Huiyi Biomedical has achieved this by establishing a microfluidic nanodrug manufacturing process platform. By optimizing key technologies in formulation production, the company now possesses development capabilities ranging from small-scale trials to pilot-scale scale-up and even industrialized production.

 

Based on the “Trinity” Fully Autonomous End-to-End RNA Drug Development Platform,Huiyi Biomedicine has established a multi-pronged pipeline of mRNA vaccines for infectious diseases, including both veterinary and human vaccines, with coverage extending to areas such as cancer immunotherapy and pulmonary drug delivery.

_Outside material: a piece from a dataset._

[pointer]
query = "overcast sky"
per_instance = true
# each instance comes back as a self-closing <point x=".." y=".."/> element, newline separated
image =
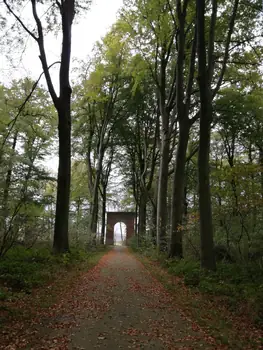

Behind the “Trinity”: Three Scientists, Each with Their Own Specialty


Behind the establishment of the “trinity” RNA drug R&D platform stand three scientists, each specializing in a different field.

 

Dr. Zhong Tianyi, Co-founder and CEO, previously served as Formulation Director at a leading domestic RNA therapeutics company. With nearly a decade of experience in the R&D and process development of nucleic acid drug delivery systems, he was deeply involved in the dual regulatory submissions to China and the U.S., as well as the clinical sample manufacturing, for China’s first independently developed small nucleic acid drug. He possesses extensive expertise in manufacturing process transfer, CMC quality control, and project management (PMP certified).

 

Dr. Zhao Lixiang, Co-Founder and CTO, is a Professor of Immunology and Doctoral Supervisor at the Medical College of Soochow University. With extensive research experience in tumor immunology and vaccine development, he has led multiple projects involving the systematic R&D of RNA therapeutics, the development and validation of nucleic acid delivery vectors, and related systemic experiments. Dr. Zhao has published more than 10 SCI-indexed papers on tumor immunology and holds two invention patents for tumor vaccines.

 

Dr. Jiang Jianhao, Co-Founder and COO, possesses extensive R&D expertise in RNA sequence design and synthesis. He has overseen multiple early-stage mRNA drug development projects and contributed to the sequence design and development of China’s mRNA COVID-19 vaccines during the pandemic.

 

Each of the three scientists brings extensive expertise in delivery systems, sequence design, and manufacturing process development, “complementing one another perfectly in RNA drug development.” Thus, they have joined forces, forging ahead on a path to break through patent blockades and contributing to the independent research and development of RNA therapeutics in China.